Artificial intelligence for screening and diagnosis of amyotrophic lateral sclerosis: a systematic review and meta-analysis.
Introduction: Amyotrophic lateral sclerosis (ALS) is a rare and fatal neurological disease that leads to progressive motor function degeneration. Diagnosing ALS is challenging due to the absence of a specific detection test. The use of artificial intelligence (AI) can assist in the investigation and treatment of ALS.
Methods: We searched seven databases for literature on the application of AI in the early diagnosis and screening of ALS in humans. The findings were summarized using random-effects summary receiver operating characteristic curve. The risk of bias (RoB) analysis was carried out using QUADAS-2 or QUADAS-C tools.

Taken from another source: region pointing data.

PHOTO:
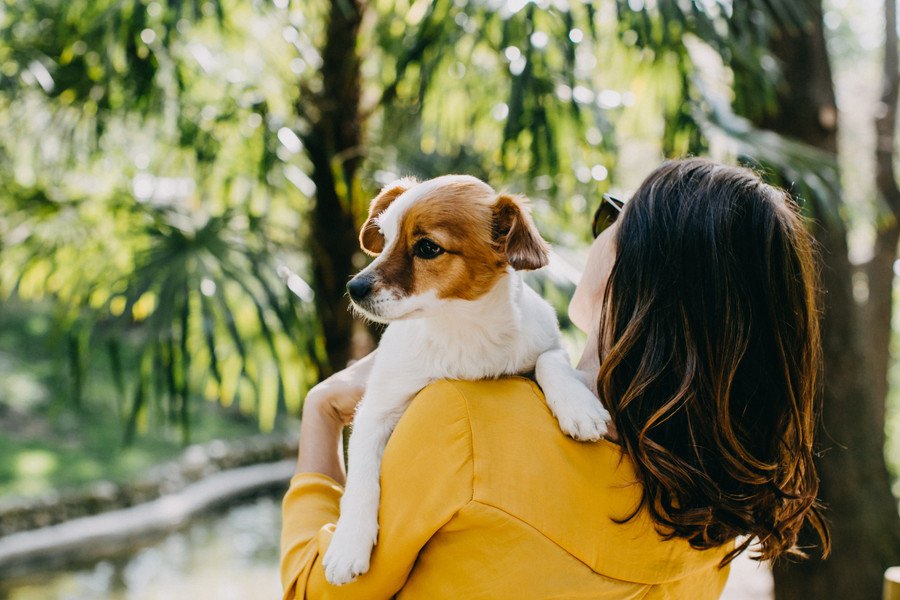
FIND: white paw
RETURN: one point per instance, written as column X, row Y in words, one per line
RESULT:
column 348, row 553
column 580, row 414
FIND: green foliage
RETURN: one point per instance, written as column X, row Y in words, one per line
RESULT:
column 147, row 208
column 154, row 183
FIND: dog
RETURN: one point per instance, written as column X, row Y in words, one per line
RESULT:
column 445, row 280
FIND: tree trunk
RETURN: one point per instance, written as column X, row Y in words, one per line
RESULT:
column 880, row 269
column 855, row 485
column 334, row 146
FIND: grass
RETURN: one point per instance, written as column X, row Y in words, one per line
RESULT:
column 47, row 443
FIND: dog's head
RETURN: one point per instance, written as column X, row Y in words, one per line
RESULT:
column 452, row 237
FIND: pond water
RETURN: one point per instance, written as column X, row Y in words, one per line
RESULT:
column 229, row 555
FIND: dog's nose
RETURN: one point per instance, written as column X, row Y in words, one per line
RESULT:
column 359, row 288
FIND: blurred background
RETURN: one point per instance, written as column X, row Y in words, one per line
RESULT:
column 181, row 184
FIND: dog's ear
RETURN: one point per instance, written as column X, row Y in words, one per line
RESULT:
column 516, row 235
column 370, row 238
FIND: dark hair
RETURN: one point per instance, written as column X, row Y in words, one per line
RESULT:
column 710, row 357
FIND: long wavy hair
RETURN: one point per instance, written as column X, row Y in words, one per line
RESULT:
column 710, row 357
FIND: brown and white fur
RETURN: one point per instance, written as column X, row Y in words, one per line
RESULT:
column 463, row 314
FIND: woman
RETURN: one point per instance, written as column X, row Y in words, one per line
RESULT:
column 700, row 305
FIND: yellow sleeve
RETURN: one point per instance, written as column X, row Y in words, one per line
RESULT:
column 426, row 477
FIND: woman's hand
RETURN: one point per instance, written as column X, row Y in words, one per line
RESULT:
column 328, row 408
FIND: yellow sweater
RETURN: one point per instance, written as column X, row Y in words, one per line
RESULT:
column 484, row 497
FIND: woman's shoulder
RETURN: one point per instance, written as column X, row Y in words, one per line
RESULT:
column 503, row 439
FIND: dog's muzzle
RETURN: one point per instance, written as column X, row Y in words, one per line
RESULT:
column 359, row 288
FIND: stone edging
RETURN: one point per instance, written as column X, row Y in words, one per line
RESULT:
column 195, row 463
column 88, row 539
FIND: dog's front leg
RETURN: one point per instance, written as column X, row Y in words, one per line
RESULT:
column 579, row 412
column 357, row 528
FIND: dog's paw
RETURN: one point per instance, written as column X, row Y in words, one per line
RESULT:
column 348, row 554
column 580, row 414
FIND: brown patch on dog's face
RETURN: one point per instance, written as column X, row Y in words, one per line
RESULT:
column 477, row 233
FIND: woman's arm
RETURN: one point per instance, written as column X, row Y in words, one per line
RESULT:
column 426, row 478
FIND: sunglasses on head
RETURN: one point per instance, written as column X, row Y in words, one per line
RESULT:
column 606, row 214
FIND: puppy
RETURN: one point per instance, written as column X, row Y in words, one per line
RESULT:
column 444, row 277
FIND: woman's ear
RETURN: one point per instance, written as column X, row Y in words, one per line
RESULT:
column 516, row 235
column 370, row 238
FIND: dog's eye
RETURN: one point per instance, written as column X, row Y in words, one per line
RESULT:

Results: In the 34 analyzed studies, a meta-prevalence of 47% for ALS was noted. For ALS detection, the pooled sensitivity of AI models was 94.3% (95% CI - 63.2% to 99.4%) with a pooled specificity of 98.9% (95% CI - 92.4% to 99.9%). For ALS classification, the pooled sensitivity of AI models was 90.9% (95% CI - 86.5% to 93.9%) with a pooled specificity of 92.3% (95% CI - 84.8% to 96.3%). Based on type of input for classification, the pooled sensitivity of AI models for gait, electromyography, and magnetic resonance signals was 91.2%, 92.6%, and 82.2%, respectively. The pooled specificity for gait, electromyography, and magnetic resonance signals was 94.1%, 96.5%, and 77.3%, respectively.
Conclusions: Although AI can play a significant role in the screening and diagnosis of ALS due to its high sensitivities and specificities, concerns remain regarding quality of evidence reported in the literature.